Sure, I'd be happy to: because I want answers to those questions.
For example, whowhowho's introduction of "automated" did in fact feel like a nonsequitor to me, and I wanted to understand better why they'd introduced it, to see whether there was some clever reasoning there I'd failed to follow. Their answer to my question clarified that, and I thanked them for the clarification, and we were done.
You asked a question.
I answered it.
It really isn't that complicated.
That said, I suspect from context that you mean to imply that you did something sneaky and rhetorical just then, just as you seem to believe that I do something sneaky and rhetorical when I ask questions.
If that's true, then no, I guess I don't see what you did there.
Yes. So are statements.
Here is one, completely automated.
Has this point ever been answered? If we are content with the desired output appearing somewhere along the line - as opposed to the start - then the simplest theory of everything would be printing enough digits of pi, and our universe would be described somewhere down the line.
(See slides 11, 12 here.)
Solomonoff induction is about putting probability distributions on observations - you're looking for the combination of the simplest program that puts the highest probability on observations. Technically, the original SI doesn't talk about causal models you're embedded in, just programs that assign probabilities to experiences.

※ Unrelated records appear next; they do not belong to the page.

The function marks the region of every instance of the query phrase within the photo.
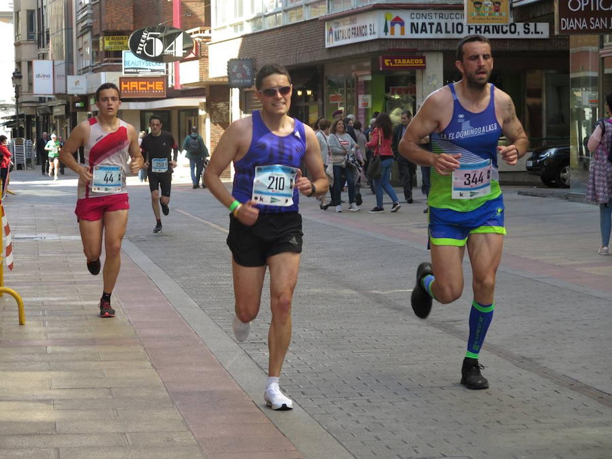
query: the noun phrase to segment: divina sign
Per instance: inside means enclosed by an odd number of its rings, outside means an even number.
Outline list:
[[[186,58],[193,39],[186,32],[168,26],[145,27],[130,35],[130,51],[145,61],[171,62]]]
[[[559,0],[554,13],[558,34],[612,33],[612,0]]]

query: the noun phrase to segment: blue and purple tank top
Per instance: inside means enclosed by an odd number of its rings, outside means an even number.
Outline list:
[[[278,164],[299,168],[302,159],[306,152],[306,133],[304,124],[294,119],[293,131],[288,135],[280,136],[273,134],[261,119],[259,110],[253,112],[253,138],[244,157],[234,163],[234,186],[232,194],[241,203],[245,203],[253,195],[253,181],[255,168]],[[293,205],[288,207],[257,204],[256,207],[264,214],[297,212],[299,192],[293,190]]]
[[[451,198],[451,175],[440,175],[431,168],[431,189],[427,202],[432,207],[466,212],[477,209],[501,194],[497,170],[497,146],[502,130],[495,115],[495,86],[492,84],[490,86],[491,97],[488,105],[482,111],[474,113],[461,106],[454,84],[449,84],[453,95],[450,122],[439,133],[432,133],[430,138],[434,153],[460,153],[460,163],[477,163],[490,159],[493,166],[491,193],[473,200],[453,200]]]

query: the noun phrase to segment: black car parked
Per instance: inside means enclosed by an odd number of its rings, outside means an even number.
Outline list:
[[[540,147],[531,154],[526,166],[528,174],[540,176],[547,187],[569,188],[569,146]]]

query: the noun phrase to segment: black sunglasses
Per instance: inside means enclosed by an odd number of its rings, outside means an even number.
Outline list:
[[[277,92],[280,92],[281,95],[286,95],[291,91],[291,86],[281,86],[280,88],[267,88],[262,89],[261,94],[268,97],[274,97]]]

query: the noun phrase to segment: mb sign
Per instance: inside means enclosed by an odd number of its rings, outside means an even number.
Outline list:
[[[145,27],[130,35],[130,51],[145,61],[181,61],[193,49],[193,39],[180,29],[168,26]]]

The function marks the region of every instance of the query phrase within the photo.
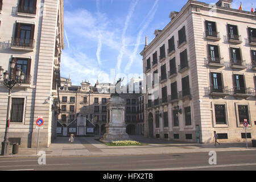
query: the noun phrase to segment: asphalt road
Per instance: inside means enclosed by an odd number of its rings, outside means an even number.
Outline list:
[[[211,156],[205,152],[115,156],[46,156],[46,165],[39,165],[38,158],[0,158],[0,170],[134,170],[137,173],[141,170],[256,170],[255,151],[217,152],[216,154],[216,165],[209,164]]]

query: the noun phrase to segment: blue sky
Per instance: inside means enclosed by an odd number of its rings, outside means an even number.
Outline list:
[[[235,0],[232,7],[238,9],[241,1],[243,10],[250,11],[253,1]],[[143,72],[139,53],[144,48],[145,36],[150,43],[155,30],[162,30],[170,22],[171,11],[179,11],[187,2],[64,0],[65,48],[61,76],[70,75],[73,85],[85,80],[93,85],[97,78],[101,82],[113,82],[111,69],[115,69],[117,79],[123,74],[138,77]]]

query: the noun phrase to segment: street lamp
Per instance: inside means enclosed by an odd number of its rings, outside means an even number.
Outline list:
[[[6,72],[3,73],[3,69],[2,68],[2,67],[0,67],[0,80],[2,80],[2,77],[3,77],[3,80],[0,81],[0,82],[6,86],[9,90],[7,113],[6,116],[6,125],[5,126],[5,140],[3,142],[2,142],[2,155],[9,155],[10,142],[9,131],[10,115],[11,112],[11,90],[13,90],[13,88],[15,85],[19,85],[22,82],[25,76],[24,74],[22,73],[22,70],[19,68],[18,68],[16,71],[16,75],[14,75],[13,71],[15,67],[15,62],[14,60],[12,60],[11,62],[10,62],[10,65],[11,68],[10,74],[8,72],[8,71],[6,71]]]

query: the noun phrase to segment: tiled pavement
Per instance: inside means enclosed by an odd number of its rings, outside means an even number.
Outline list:
[[[179,154],[187,152],[209,152],[210,151],[242,151],[256,150],[251,147],[249,142],[249,148],[245,143],[221,143],[214,146],[213,144],[197,144],[177,142],[156,138],[147,138],[141,135],[130,136],[130,139],[147,145],[139,146],[108,146],[95,140],[100,136],[94,137],[76,137],[73,143],[69,143],[68,137],[58,137],[51,144],[49,148],[39,148],[48,156],[106,156],[123,155],[147,155],[161,154]],[[11,152],[11,150],[10,150]],[[36,156],[36,148],[19,148],[19,153],[6,157]]]

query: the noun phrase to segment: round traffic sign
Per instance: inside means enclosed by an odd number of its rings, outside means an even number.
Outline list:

Generalizing somewhat, for QM as it appears to humans, the generalized-SI-selected hypothesis would be something along the lines of one program that extrapolated the wavefunction, then another program that looked for people inside it and translated the underlying physics into the "observed data" from their perspective, then put probabilities on the sequences of data corresponding to integral squared modulus. Note that you also need an interface from atoms to experiences just to e.g. translate a classical atomic theory of matter into "I saw a blue sky", and an implicit theory of anthropics/sum-probability-measure too if the classical universe is large enough to have more than one copy of you.
Thanks for this. I'll mull it over.
Here's a rebuttal: http://www.reddit.com/r/LessWrong/comments/17y819/lw_uncensored_thread/c89ymip .
It isn't at all clear why all that would add up to something simpler than a single world theory
Single-world theories still have to compute the wavefunction, identify observers, and compute the integrated squared modulus. Then they have to pick out a single observer with probability proportional to the integral, peek ahead into the future to determine when a volume of probability amplitude will no longer strongly causally interact with that observer's local blob, and eliminate that blob from the wavefunction. Then translating the reductionist model into experiences requires the same complexity as before.
Basically, it's not simpler for the same reason that in a spatially big universe it wouldn't be 'simpler' to have a computer program that picked out one observer, calculated when any photon or bit of matter was moving away and wasn't going to hit anything that would reflect it back, and then eliminated that matter.